186 So. 2d 315 | Fla. Dist. Ct. App. | 1966

HENDRY, Chief Judge.

This is an appeal- by the defendant, Albert J. Reynolds, from a judgment and sentence following a non-jury trial and conviction of larceny of an automobile.

On December 14, 1964 Reynolds went to a used car lot and approached one of the salesmen. He told the salesman that he had previously been looking at a Ranchero truck and wanted to see it again. The salesman pointed out the truck, ■ a 1962 Ford Ranchero. The owner of the lot moved the truck under the lights so that Reynolds could get a better look at it. He then left to answer the telephone. When he returned, Reynolds and the truck were missing. Two or three days later the police returned the truck to the lot.

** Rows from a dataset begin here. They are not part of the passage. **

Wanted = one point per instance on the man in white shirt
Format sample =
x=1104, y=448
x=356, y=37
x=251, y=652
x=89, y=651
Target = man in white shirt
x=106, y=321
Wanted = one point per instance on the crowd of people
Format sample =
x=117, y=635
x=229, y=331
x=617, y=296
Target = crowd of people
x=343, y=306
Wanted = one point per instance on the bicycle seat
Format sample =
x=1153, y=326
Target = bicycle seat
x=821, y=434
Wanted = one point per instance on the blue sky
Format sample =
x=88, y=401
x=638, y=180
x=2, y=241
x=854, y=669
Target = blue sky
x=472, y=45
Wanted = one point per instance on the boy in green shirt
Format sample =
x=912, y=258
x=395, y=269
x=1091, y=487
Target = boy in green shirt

A witness testified that on December 7, 1964 or December 14, 1964 she saw Reynolds driving a truck. She described the truck as having a lot of silver and gold on the back and “something like a dog catcher”.

The defendant contends that the state failed to establish a prima facie case of larceny.

The evidence against Reynolds is wholly circumstantial in character. Thus, it is not enough that the facts create a strong probability of guilt, they must be inconsistent with innocence.1

The evidence herein does not foreclose all reasonable inference of innocence and therefore the judgment appealed must be reversed.2

In view of our holding above, defendant’s other contention was not considered.

Accordingly, the judgment appealed is-reversed and the defendant is discharged.

It is so ordered.

. Frank v. State, 121 Pla. 63, 163 So. 223 (1935).

. Smoak v. State, Fla.1956, 87 So.2d 513.